In a break from form, I’m going to introduce this novel (one that I can’t believe I’d never heard of let alone read) with the description on the inside cover:
In December 1930, just before Christmas, the Gibbsville, PA, social circuit is electrified with parties and dances. At the center of the social elite stand Julian and Caroline English. But in one rash moment born inside a highball glass, Julian breaks with polite society and begins a rapid descent toward self-destruction. Brimming with wealth and privilege, jealousy and infidelity, O’Hara’s iconic first novel is an unflinching look at the dark side of the American dream–and a lasting testament to the keen social intelligence of a major American writer.
Appointment in Samarra is a more frank, less stylized novel touching on the same themes as Fitzgerald’s The Great Gatsby – not that The Great Gatsby isn’t fantastic – it is – this novel just presents its characters with more raw humanity than a novel as tight and stylized as TGG could possibly allow. The title, too, is quite clever – as a member of my book club pointed out, it’s not only a metaphor for Julian’s own fast demise, but, as the novel is set in 1930, a year after the crash of ’29 that set off the Great Depression, it’s also a metaphor for the rapid disintegration of a particular way of life. (Luckily O’Hara changed it from it’s original – The Infernal Grove.)
You should definitely read this if:
- You enjoyed The Great Gatsby and are looking for something set in a similar time period following a similar crowd.
- You love realistic dialogue. (O’Hara was apparently accused of writing his dialogue TOO realistically.)
- You want to know what the inside of an alcoholic’s mind looks like. (I’m told it’s quite realistic, so, beware.)

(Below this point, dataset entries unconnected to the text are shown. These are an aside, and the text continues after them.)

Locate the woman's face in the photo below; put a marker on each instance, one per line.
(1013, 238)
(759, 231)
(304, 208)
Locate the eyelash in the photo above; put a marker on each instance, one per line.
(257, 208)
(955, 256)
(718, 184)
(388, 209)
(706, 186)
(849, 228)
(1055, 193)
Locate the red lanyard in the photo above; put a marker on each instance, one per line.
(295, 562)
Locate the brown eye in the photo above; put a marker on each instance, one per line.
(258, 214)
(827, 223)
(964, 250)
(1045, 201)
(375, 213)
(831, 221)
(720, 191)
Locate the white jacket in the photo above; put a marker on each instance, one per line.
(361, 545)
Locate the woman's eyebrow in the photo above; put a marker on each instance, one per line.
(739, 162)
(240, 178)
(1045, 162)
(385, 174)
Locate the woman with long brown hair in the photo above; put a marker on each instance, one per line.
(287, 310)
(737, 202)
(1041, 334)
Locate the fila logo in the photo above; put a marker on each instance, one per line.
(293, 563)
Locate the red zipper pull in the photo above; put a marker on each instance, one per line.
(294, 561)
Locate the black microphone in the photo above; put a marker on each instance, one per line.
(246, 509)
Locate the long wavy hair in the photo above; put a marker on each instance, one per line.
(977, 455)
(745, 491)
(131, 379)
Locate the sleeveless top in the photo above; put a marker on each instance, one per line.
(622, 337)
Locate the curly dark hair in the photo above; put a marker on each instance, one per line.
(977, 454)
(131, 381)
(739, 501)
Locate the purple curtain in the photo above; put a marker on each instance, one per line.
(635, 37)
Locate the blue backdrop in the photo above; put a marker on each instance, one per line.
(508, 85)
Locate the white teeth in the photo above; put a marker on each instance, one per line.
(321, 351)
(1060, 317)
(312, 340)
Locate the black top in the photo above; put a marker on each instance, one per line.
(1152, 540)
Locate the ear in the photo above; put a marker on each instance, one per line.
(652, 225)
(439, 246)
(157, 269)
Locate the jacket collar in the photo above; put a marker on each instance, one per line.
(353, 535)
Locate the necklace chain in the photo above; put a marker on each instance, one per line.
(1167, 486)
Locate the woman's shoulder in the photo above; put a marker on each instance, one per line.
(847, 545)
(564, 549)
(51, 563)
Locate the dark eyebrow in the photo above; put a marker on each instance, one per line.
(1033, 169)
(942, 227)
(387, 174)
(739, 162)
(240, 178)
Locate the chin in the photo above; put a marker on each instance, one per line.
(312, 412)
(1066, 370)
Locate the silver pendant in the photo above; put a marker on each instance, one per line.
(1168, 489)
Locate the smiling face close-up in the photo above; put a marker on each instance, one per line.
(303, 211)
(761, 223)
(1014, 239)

- You wondered what the Jane Austen style of marrying off upper class men and women might look like in 1930s small town America.
- You’re looking for a short, fast read.
- You have always wondered what might happen if you acted on some of your lesser impulses. (Answer: Nothing good.)
You might want to steer clear of this novel if:
- Straight forward writing about sex and sexuality offends you.
- You require happy endings. (If you know the story of the appointment in Samarra as retold by W. Somerset Maugham, which serves as an epigraph to this novel, I’m not giving anything away here.)
- The crazed haze of alcoholism hits too close to home for you at this particular moment.
- You are easily depressed.
- You can’t stand novels in which you’re often silently pleading with the main character to make better choices.
Make better choices, all. Read this novel.
*I received this book from the publisher in exchange for my honest review. (I’m so glad I did – I wouldn’t have known to read this otherwise.)